Among James’s advisers during his reign in Ireland Tyrconnel was by far the most important. As a thorough French partisan Avaux supported him, and Berwick, whose sympathies were also French, while noting that he was rich, says he was not accused of getting money unfairly. Anthony Hamilton, who knew him very well, says he did save some property for sufferers by the Cromwellian settlement, and was well paid for his services. His disregard for truth was shown in his dealings with the younger Clarendon and with Mountjoy. The elder Clarendon tells us that he was mixed up in a plot to assassinate Cromwell, and that he had threatened Ormonde with a like fate, since there was no chance of killing him in a duel. He was personally brave, but no soldier. He cursed and swore with a force and frequency remarkable even in that age. As a Gentleman of the Bedchamber he was in the secret of James’s many amours, and was one of the ‘men of honour’ who tried to blast the character of Anne Hyde, notwithstanding which he remained her husband’s trusted servant. James doubted his judgment, even when following his advice. Sheridan is a hostile witness, but his opinion of Tyrconnel has much support from other sources. ‘He was a tall, proper man, publicly known as the most insolent in prosperity and most abject in adversity, a cunning dissembling courtier of mean judgment and small understanding, uncertain and unsteady in his resolutions, turning with every wind to bring about his ambitious ends and purposes, on which he was so intent that to compass them he would stick at nothing, and so false that a most impudent notorious lie was called at Whitehall and St. James’ one of Dick Talbot’s ordinary truths.’[204]
Justin MacCarthy.
Donough MacCarthy, the Muskerry of the Civil War, was created Earl of Clancarty before the Restoration, and after it regained most of his property.

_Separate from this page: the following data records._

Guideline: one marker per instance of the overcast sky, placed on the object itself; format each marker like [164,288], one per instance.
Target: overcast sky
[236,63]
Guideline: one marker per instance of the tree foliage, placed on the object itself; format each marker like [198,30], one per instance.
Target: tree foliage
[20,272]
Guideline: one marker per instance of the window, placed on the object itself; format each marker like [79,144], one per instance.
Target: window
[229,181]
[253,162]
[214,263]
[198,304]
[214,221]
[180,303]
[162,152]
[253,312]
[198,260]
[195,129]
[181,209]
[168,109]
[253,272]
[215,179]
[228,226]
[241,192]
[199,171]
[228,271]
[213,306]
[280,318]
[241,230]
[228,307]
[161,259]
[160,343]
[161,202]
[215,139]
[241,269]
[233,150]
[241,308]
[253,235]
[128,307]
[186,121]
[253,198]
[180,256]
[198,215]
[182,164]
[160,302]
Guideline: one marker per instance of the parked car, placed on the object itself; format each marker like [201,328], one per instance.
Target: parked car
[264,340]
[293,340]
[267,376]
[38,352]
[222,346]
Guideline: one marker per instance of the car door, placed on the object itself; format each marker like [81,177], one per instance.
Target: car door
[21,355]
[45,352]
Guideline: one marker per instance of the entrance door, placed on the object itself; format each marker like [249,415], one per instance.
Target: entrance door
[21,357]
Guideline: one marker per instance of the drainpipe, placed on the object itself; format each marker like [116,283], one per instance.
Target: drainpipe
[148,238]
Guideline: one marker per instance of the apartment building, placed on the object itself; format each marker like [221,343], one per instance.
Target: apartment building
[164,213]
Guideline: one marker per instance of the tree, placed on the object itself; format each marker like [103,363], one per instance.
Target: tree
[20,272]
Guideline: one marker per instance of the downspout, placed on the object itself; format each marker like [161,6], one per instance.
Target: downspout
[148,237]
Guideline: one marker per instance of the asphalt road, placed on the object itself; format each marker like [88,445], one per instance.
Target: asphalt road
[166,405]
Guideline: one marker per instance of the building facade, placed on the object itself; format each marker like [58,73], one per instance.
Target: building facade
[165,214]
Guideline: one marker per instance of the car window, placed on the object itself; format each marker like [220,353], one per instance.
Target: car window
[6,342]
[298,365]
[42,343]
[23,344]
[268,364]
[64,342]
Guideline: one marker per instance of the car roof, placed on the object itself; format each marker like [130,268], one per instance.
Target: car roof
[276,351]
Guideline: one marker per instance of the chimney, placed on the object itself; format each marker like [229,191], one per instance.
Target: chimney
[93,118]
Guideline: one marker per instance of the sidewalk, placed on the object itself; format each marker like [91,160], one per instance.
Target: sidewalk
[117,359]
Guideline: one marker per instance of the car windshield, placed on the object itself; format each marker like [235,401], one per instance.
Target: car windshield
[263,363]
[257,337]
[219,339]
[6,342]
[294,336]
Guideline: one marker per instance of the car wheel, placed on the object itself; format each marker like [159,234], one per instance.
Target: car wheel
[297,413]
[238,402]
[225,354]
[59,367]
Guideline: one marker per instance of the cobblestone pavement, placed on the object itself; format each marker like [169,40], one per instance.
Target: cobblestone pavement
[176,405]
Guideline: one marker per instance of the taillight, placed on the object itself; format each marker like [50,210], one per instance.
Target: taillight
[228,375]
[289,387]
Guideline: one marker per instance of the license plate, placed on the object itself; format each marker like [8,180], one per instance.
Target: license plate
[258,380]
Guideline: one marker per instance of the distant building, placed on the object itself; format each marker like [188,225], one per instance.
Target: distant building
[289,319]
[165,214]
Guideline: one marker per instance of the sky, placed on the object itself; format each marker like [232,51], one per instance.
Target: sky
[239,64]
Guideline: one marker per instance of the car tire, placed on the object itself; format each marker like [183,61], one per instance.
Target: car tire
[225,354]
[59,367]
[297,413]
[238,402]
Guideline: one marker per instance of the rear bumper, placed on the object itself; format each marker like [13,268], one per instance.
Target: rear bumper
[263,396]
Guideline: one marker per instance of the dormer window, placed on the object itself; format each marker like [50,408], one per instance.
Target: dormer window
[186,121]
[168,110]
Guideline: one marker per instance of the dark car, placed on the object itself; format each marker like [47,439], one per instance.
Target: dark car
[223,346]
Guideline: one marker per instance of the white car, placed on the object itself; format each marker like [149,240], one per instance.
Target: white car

He had married Ormonde’s sister, and his third son Justin, who served long in the French army, returned to England with the rank of colonel at a time when the no-popery feeling was at its height. Justin promoted the marriage of his nephew Donough, the fourth Earl, with Sunderland’s daughter. The young lord, though he had been brought up a Protestant by Fell, was not kept safely by him at Oxford, and soon returned to the Church of Rome. His romantic story has been told by Macaulay, and the tale was dramatised by Tom Taylor. His uncle had married Strafford’s daughter, and was thus by several alliances connected with the most powerful people at the English Court. When Charles first entertained the idea of remodelling the Irish army he thought of employing MacCarthy as a fitting instrument. Halifax warned him of the danger of meddling with an army ‘raised by a Protestant Parliament to secure the Protestant interest; and would the King give occasion to any to say that where his hands were not bound up he would show all the favour he could to the Papists?’ Since the Oxford dissolution Charles no longer feared Parliament, and replied that he did not care what people said. He repeated the whole conversation to MacCarthy, which was hardly the way to secure honest advice. Soon after the accession of James, Justin was in command of a regiment at Cork, and became very popular, even with the Protestants of that town. When Clarendon arrived his relations with him were at first quite amicable, but he was more or less in co-operation with Tyrconnel, and a coolness soon arose. He seems to have made love to the Lord Lieutenant’s married sister, which did not mend matters. MacCarthy became major-general in April 1686, when Tyrconnel was made lieutenant-general, and, like him, was sworn of the Privy Council.[205]